R² Values for GPA by Group | ||
---|---|---|
Grouping Variable | Group | R² |
Pell | Pell | 0.015 |
Pell | Non-Pell | 0.026 |
Generation | First Generation | 0.006 |
Generation | Later Generation | 0.002 |
Gender | Female | 0.022 |
Gender | Male | 0.009 |
The R2 values were generally low across all groups, with the highest R2 being observed among non-Pell students (R² = 0.026
), followed by female students (R² = 0.022
). This suggests that while these beliefs may play some role in GPA, they do not explain much of the variance on their own. Although growth mindset, STEM identity, and meritocratic beliefs may be part of the story, there are likely other academic or other factors contributing more strongly to students’ GPA.
5 Discussion
5.1 Summary of findings
We tested whether Pell eligibility, gender, or generational status changed the strength of the paths from meritocratic beliefs, STEM identity, and growth mindset to GPA. Chi‑square difference tests indicated no significant differences for Pell eligibility, gender, or generational status, however, the Pell grouping had a p-value of p = 0.109
which may warrant further testing with larger samples. Other subgroup patterns also emerged:
Within female students, growth mindset was the only statistically significant (p = 0.034
) predictor of GPA (β = 0.184
). For non-Pell students, although not quite statistically significant (p = 0.095
), higher meritocratic beliefs predicted lower GPA (β = -0.137
). All other predictors had a p-value greater than 0.1, and thus were not significant
5.2 Limitations
Several factors should be considered when interpreting these findings. Firstly, the survey was conducted at a single Hispanic-Serving Institution, which limits generalizability. Also, since all the data was self-reported it may not be entirely accurate. Important key factors such as employment status or course load were not included which could have a significant effect on GPA. Finally, the cross-sectional design prevents causal claims; it is unclear whether beliefs influence GPA, or whether prior academic performance shapes beliefs.
5.3 Implications
The results suggest that interventions aimed solely at shifting students’ beliefs may not lead to immediate improvements in GPA without complementary academic and structural supports. Efforts to strengthen growth mindset or STEM identity could be paired with concrete resources (tutoring, mentoring, structured study environments, etc.) to translate beliefs into sustained academic gains.
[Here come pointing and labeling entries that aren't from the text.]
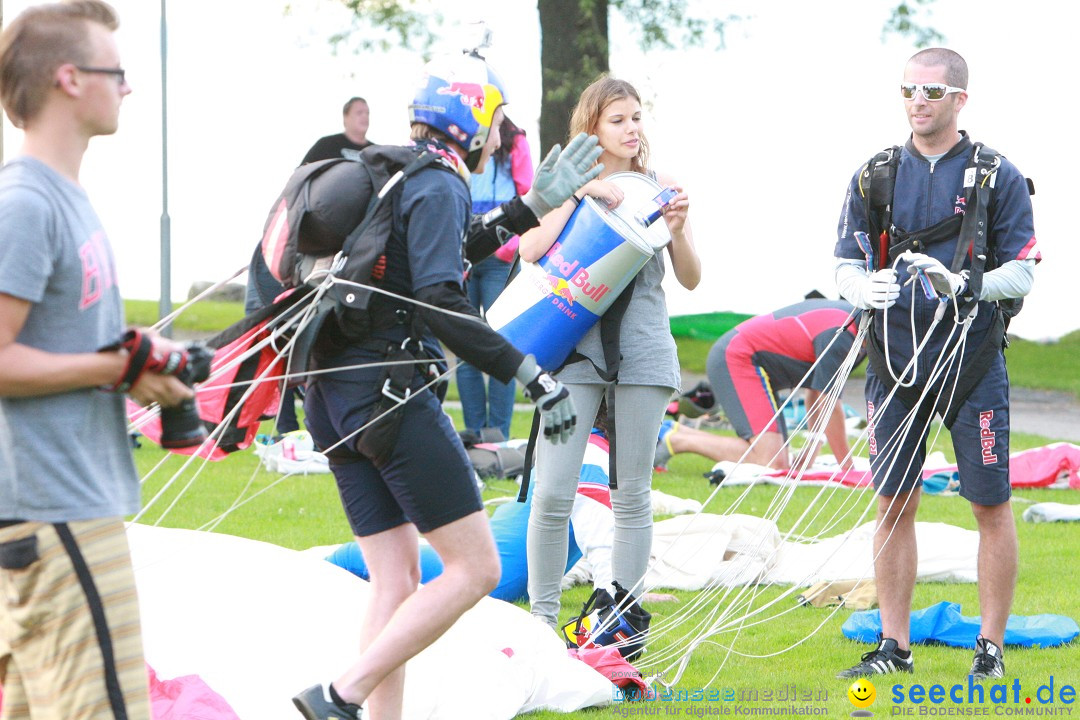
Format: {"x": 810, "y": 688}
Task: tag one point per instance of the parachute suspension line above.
{"x": 210, "y": 527}
{"x": 453, "y": 313}
{"x": 153, "y": 470}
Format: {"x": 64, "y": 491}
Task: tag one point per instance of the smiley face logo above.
{"x": 862, "y": 693}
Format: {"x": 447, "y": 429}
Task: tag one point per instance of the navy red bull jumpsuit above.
{"x": 926, "y": 194}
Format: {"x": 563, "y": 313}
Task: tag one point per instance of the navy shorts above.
{"x": 980, "y": 439}
{"x": 428, "y": 480}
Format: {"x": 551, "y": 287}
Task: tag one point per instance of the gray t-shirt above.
{"x": 648, "y": 350}
{"x": 72, "y": 454}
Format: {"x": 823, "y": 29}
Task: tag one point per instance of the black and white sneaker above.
{"x": 316, "y": 704}
{"x": 881, "y": 661}
{"x": 988, "y": 661}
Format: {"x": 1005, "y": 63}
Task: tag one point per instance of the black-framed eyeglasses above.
{"x": 119, "y": 73}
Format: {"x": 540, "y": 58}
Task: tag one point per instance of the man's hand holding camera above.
{"x": 151, "y": 366}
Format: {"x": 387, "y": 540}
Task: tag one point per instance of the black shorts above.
{"x": 980, "y": 439}
{"x": 428, "y": 480}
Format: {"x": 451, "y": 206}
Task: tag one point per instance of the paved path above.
{"x": 1052, "y": 415}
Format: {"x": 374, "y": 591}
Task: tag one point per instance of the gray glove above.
{"x": 877, "y": 290}
{"x": 562, "y": 173}
{"x": 552, "y": 399}
{"x": 941, "y": 279}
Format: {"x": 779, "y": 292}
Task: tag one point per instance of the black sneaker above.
{"x": 881, "y": 661}
{"x": 315, "y": 704}
{"x": 988, "y": 661}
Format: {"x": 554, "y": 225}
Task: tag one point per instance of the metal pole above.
{"x": 165, "y": 306}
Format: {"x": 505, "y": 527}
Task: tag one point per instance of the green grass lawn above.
{"x": 800, "y": 648}
{"x": 300, "y": 512}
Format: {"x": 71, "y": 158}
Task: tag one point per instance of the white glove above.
{"x": 875, "y": 291}
{"x": 551, "y": 397}
{"x": 944, "y": 282}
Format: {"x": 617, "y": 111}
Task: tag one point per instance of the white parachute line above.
{"x": 153, "y": 470}
{"x": 338, "y": 281}
{"x": 845, "y": 366}
{"x": 331, "y": 370}
{"x": 208, "y": 527}
{"x": 939, "y": 368}
{"x": 213, "y": 522}
{"x": 213, "y": 288}
{"x": 845, "y": 369}
{"x": 352, "y": 434}
{"x": 908, "y": 421}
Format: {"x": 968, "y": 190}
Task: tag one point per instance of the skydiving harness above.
{"x": 970, "y": 231}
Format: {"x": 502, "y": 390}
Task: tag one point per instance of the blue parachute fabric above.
{"x": 943, "y": 623}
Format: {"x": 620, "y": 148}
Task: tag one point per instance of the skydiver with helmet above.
{"x": 391, "y": 486}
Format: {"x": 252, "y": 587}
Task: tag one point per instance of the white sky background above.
{"x": 765, "y": 135}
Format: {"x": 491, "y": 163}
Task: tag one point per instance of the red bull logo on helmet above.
{"x": 577, "y": 275}
{"x": 470, "y": 93}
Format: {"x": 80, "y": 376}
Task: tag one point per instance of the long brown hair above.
{"x": 586, "y": 113}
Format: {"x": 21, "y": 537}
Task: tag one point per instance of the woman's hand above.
{"x": 675, "y": 212}
{"x": 685, "y": 260}
{"x": 608, "y": 193}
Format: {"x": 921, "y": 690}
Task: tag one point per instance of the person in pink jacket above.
{"x": 485, "y": 402}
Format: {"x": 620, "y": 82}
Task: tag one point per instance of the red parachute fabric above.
{"x": 186, "y": 697}
{"x": 233, "y": 372}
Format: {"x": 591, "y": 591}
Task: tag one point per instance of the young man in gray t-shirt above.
{"x": 69, "y": 646}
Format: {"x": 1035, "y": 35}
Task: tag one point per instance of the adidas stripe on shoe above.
{"x": 988, "y": 661}
{"x": 881, "y": 661}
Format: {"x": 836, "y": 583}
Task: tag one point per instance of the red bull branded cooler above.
{"x": 551, "y": 304}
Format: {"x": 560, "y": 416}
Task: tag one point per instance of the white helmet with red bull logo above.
{"x": 459, "y": 95}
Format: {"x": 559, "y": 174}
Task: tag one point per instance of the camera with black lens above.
{"x": 180, "y": 424}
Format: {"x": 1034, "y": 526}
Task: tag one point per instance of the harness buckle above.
{"x": 388, "y": 391}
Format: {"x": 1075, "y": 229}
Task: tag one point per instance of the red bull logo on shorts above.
{"x": 578, "y": 276}
{"x": 551, "y": 304}
{"x": 987, "y": 437}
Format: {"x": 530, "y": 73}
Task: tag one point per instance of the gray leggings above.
{"x": 639, "y": 410}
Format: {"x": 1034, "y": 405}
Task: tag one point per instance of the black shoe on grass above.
{"x": 881, "y": 661}
{"x": 315, "y": 704}
{"x": 988, "y": 661}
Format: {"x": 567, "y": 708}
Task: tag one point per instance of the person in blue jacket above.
{"x": 940, "y": 191}
{"x": 485, "y": 402}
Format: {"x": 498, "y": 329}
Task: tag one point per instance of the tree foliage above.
{"x": 575, "y": 43}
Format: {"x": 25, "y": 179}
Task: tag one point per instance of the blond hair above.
{"x": 586, "y": 113}
{"x": 956, "y": 67}
{"x": 40, "y": 40}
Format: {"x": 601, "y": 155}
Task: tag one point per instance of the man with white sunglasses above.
{"x": 954, "y": 217}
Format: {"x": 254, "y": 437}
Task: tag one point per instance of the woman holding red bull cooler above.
{"x": 648, "y": 372}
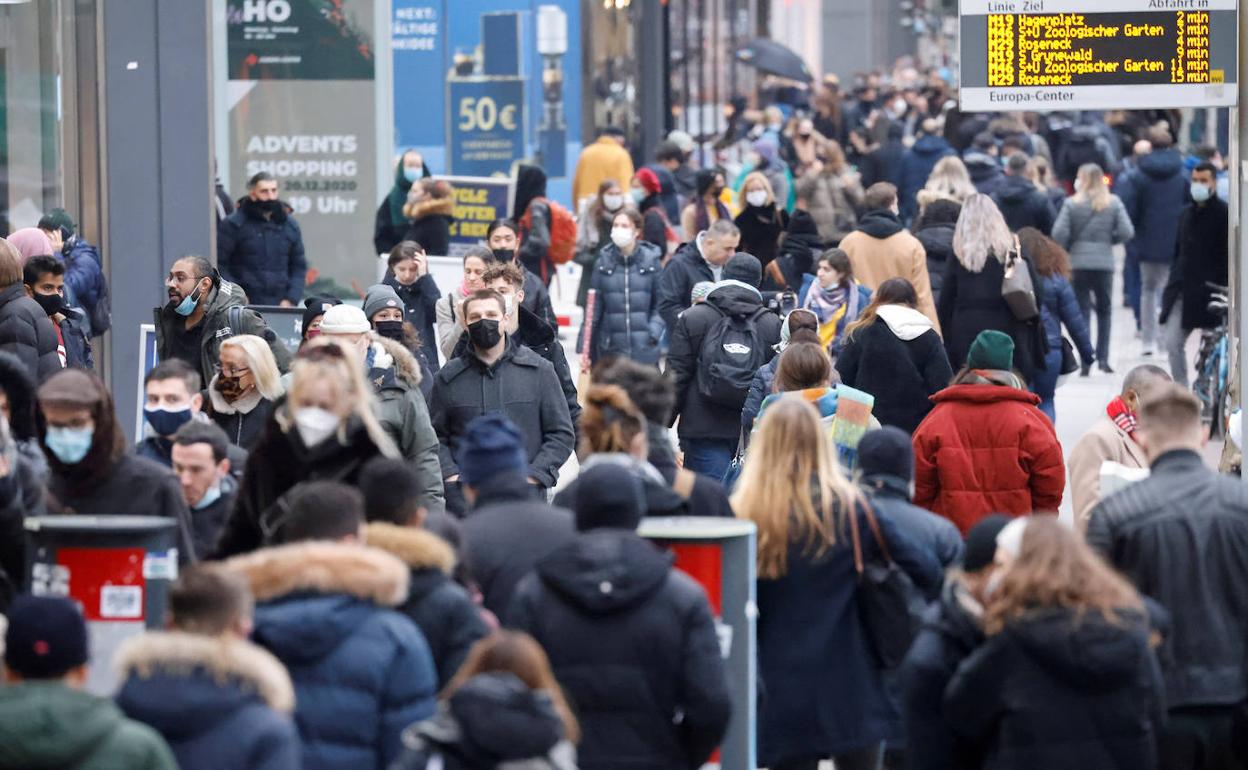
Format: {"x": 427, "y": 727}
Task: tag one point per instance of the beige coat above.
{"x": 1105, "y": 441}
{"x": 899, "y": 256}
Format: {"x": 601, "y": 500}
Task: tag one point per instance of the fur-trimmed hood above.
{"x": 177, "y": 655}
{"x": 401, "y": 360}
{"x": 417, "y": 548}
{"x": 320, "y": 567}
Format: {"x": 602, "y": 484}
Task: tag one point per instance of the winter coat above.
{"x": 916, "y": 166}
{"x": 699, "y": 416}
{"x": 493, "y": 720}
{"x": 600, "y": 161}
{"x": 880, "y": 248}
{"x": 281, "y": 461}
{"x": 506, "y": 533}
{"x": 1057, "y": 308}
{"x": 132, "y": 487}
{"x": 823, "y": 690}
{"x": 971, "y": 303}
{"x": 439, "y": 607}
{"x": 660, "y": 498}
{"x": 1055, "y": 689}
{"x": 1090, "y": 235}
{"x": 262, "y": 256}
{"x": 985, "y": 171}
{"x": 243, "y": 421}
{"x": 899, "y": 358}
{"x": 216, "y": 326}
{"x": 219, "y": 701}
{"x": 937, "y": 242}
{"x": 986, "y": 448}
{"x": 949, "y": 633}
{"x": 403, "y": 414}
{"x": 523, "y": 387}
{"x": 1153, "y": 196}
{"x": 760, "y": 387}
{"x": 1201, "y": 257}
{"x": 685, "y": 270}
{"x": 21, "y": 494}
{"x": 48, "y": 725}
{"x": 833, "y": 200}
{"x": 1023, "y": 205}
{"x": 28, "y": 332}
{"x": 429, "y": 225}
{"x": 362, "y": 672}
{"x": 633, "y": 644}
{"x": 627, "y": 320}
{"x": 419, "y": 308}
{"x": 1177, "y": 536}
{"x": 1105, "y": 441}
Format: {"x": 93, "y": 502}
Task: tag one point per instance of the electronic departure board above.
{"x": 1043, "y": 55}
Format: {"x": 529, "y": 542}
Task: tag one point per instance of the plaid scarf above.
{"x": 1122, "y": 417}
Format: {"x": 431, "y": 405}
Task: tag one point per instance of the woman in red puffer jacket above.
{"x": 986, "y": 447}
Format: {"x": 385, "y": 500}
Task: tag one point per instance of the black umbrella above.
{"x": 770, "y": 58}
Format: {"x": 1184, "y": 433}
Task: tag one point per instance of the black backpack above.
{"x": 730, "y": 353}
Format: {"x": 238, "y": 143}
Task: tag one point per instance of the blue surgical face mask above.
{"x": 211, "y": 496}
{"x": 187, "y": 305}
{"x": 69, "y": 444}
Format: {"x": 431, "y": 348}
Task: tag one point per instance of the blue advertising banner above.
{"x": 487, "y": 124}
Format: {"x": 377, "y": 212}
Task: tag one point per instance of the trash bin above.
{"x": 117, "y": 568}
{"x": 720, "y": 555}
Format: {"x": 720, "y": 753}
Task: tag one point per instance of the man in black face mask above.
{"x": 44, "y": 277}
{"x": 260, "y": 246}
{"x": 496, "y": 375}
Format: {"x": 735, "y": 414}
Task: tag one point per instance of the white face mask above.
{"x": 315, "y": 424}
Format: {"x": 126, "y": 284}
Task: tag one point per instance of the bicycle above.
{"x": 1212, "y": 383}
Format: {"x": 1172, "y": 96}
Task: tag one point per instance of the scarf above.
{"x": 1122, "y": 417}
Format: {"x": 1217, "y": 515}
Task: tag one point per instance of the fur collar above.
{"x": 429, "y": 207}
{"x": 418, "y": 548}
{"x": 325, "y": 568}
{"x": 404, "y": 363}
{"x": 222, "y": 657}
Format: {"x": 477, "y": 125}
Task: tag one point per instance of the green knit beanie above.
{"x": 991, "y": 350}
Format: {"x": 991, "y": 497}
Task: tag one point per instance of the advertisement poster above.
{"x": 478, "y": 202}
{"x": 308, "y": 117}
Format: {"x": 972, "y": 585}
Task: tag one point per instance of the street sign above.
{"x": 1046, "y": 55}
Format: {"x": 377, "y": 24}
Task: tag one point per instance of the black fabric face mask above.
{"x": 484, "y": 333}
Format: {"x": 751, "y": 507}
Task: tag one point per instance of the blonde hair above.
{"x": 981, "y": 231}
{"x": 760, "y": 179}
{"x": 261, "y": 362}
{"x": 1092, "y": 189}
{"x": 791, "y": 487}
{"x": 949, "y": 180}
{"x": 325, "y": 358}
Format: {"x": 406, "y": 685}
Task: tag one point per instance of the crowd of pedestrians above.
{"x": 845, "y": 325}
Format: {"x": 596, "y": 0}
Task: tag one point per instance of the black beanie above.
{"x": 609, "y": 497}
{"x": 886, "y": 452}
{"x": 981, "y": 542}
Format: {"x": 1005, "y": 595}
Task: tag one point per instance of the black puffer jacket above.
{"x": 633, "y": 643}
{"x": 1055, "y": 690}
{"x": 28, "y": 333}
{"x": 1023, "y": 205}
{"x": 627, "y": 310}
{"x": 699, "y": 416}
{"x": 493, "y": 720}
{"x": 442, "y": 609}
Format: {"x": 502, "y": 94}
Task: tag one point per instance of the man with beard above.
{"x": 204, "y": 310}
{"x": 261, "y": 248}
Given the positive association between growth mindset and GPA among female students, gender-specific strategies might be worth exploring, though the small effect sizes caution against overgeneralization.
5.4 Future Research
Future work could track students longitudinally to see whether these constructs predict retention, course completion, or GPA over multiple terms. Including additional predictors, such as academic preparedness, faculty support, and campus engagement, may yield a fuller picture of what drives STEM achievement in community college settings. Replicating the analysis across multiple two-year institutions would also help assess whether the observed patterns are consistent in other contexts.
6 Conclusion
The central question asked whether background characteristics moderate the GPA relationships. Statistically, they did not. Descriptively, non‑Pell students with stronger meritocratic beliefs tended to have slightly lower GPA, and female students with stronger growth mindset tended to have slightly higher GPA. While female students with higher growth mindset scores showed slightly better GPAs, overall the models explained little of the variance in academic performance. These results highlight the complexity of predicting GPA from psychosocial measures alone and suggest that structural, academic, and behavioral factors likely play a larger role.